Earth System Science Data Discussions, https://doi.org/10.5194/essd-2021-164.
The Italian earthquake waveform data are here collected in a dataset suited for machine learning analysis (ML) applications. The dataset consists of near 1.2 million three-component (3C) waveform traces from about 50,000 earthquakes and more than 130,000 noise 3C waveform traces, for a total of about 43,000 hours of data and an average of 21 3C traces are provided per event. The earthquake list is based on the Italian seismic bulletin (http://terremoti.ingv.it/bsi) of the “Istituto Nazionale di Geofisica e Vulcanologia” between January 2005 and January 2020 and it includes events in the magnitude range between 0.0 and 6.5. The waveform data have been recorded primarily by the Italian National Seismic Network (network code IV) and include both weak (HH, EH channels) and strong motion recordings (HN channels). All the waveform traces have a length of 120 s, are sampled at 100 Hz, and are provided both in counts and ground motion units after deconvolution of the instrument transfer functions.
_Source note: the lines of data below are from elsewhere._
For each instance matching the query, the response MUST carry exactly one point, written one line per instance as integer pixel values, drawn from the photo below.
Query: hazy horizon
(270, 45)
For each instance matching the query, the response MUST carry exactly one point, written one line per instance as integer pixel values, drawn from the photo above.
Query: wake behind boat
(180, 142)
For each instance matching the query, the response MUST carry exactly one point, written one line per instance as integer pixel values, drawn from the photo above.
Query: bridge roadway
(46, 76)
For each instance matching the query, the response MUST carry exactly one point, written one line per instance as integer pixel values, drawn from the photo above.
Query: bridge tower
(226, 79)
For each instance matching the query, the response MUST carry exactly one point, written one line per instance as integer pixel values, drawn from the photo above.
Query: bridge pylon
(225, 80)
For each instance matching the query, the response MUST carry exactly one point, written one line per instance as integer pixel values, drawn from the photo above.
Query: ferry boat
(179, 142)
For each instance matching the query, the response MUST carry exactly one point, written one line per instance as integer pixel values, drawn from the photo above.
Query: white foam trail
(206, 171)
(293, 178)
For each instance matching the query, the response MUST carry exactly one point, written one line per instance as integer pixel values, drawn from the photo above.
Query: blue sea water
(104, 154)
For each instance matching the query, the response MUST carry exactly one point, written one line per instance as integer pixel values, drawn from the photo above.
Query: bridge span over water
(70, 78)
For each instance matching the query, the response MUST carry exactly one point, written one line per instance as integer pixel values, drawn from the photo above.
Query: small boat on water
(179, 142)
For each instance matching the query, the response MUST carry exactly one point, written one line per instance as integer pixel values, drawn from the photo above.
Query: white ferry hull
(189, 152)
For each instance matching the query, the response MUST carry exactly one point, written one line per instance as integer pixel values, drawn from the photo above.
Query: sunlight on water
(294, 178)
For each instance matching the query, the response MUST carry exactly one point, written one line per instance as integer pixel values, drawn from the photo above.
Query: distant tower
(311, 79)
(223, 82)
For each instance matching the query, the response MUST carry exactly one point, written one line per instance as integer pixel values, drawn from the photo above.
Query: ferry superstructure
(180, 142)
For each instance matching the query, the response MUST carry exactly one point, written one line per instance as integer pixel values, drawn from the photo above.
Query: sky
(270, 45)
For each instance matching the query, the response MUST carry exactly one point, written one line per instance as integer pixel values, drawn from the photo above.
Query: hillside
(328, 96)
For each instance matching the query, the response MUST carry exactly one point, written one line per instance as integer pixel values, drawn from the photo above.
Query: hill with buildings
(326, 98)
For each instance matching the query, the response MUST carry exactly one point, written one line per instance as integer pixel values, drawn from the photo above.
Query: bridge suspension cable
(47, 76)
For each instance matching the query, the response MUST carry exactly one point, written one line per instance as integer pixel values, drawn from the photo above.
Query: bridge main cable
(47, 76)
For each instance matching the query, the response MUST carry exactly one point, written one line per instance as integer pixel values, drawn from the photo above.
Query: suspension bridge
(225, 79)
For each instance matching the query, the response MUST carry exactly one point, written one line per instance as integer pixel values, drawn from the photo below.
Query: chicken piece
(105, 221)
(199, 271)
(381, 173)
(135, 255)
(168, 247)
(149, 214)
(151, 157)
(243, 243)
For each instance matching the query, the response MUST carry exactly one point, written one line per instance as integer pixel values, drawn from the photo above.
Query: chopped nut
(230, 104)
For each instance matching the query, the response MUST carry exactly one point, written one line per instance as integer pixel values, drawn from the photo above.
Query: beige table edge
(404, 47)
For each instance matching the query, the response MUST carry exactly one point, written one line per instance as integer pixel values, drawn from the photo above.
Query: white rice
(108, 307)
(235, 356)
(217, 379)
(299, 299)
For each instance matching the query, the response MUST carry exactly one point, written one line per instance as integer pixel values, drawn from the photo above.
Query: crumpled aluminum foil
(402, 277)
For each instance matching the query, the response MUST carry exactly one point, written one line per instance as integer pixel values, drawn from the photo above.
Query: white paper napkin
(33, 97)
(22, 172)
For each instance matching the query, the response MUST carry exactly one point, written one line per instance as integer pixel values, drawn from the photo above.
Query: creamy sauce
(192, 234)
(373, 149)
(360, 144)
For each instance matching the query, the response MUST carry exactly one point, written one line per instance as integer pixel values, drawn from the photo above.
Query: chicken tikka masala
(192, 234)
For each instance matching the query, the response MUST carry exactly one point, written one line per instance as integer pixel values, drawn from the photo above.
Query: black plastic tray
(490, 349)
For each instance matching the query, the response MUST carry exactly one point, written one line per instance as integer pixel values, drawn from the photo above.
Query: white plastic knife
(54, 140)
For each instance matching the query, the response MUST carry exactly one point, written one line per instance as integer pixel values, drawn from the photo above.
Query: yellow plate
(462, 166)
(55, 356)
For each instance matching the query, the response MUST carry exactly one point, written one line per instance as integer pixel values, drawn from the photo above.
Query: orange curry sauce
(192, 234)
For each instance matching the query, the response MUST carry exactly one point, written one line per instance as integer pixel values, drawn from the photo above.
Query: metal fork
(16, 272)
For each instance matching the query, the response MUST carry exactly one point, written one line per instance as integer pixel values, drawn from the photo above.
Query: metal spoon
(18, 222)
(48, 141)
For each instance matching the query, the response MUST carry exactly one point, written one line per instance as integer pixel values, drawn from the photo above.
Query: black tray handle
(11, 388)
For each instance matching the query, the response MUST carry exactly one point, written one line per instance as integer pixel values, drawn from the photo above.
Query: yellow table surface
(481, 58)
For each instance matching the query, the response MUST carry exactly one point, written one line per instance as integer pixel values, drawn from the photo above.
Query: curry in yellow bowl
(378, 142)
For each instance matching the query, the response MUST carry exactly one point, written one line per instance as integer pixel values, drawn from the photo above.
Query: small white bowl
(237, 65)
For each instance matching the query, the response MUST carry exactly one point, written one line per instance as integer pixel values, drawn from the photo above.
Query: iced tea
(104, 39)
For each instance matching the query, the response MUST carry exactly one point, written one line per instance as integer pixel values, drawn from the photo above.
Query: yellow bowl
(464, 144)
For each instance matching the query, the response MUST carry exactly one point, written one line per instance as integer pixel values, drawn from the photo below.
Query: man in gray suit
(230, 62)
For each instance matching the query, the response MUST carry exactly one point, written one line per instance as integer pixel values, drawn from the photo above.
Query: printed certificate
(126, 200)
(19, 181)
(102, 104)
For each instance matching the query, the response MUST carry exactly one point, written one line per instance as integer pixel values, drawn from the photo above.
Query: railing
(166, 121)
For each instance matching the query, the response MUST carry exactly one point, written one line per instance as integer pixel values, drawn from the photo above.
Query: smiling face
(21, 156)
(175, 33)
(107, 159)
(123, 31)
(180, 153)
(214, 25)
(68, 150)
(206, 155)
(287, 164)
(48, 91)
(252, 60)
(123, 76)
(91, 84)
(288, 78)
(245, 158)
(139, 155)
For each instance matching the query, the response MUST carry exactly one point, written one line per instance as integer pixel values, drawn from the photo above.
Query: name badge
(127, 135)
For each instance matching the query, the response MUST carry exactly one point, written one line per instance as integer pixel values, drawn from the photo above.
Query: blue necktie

The waveform dataset is accompanied by metadata consisting of more than 100 parameters providing comprehensive information on the earthquake source, the recording stations, the trace features, and other derived quantities. This rich set of metadata allows the users to target the data selection for their own purposes. Many of these metadata can be used as labels in ML analysis or for other studies. The dataset, assembled in HDF5 format, is available at http://doi.org/10.13127/instance (Michelini et al., 2021).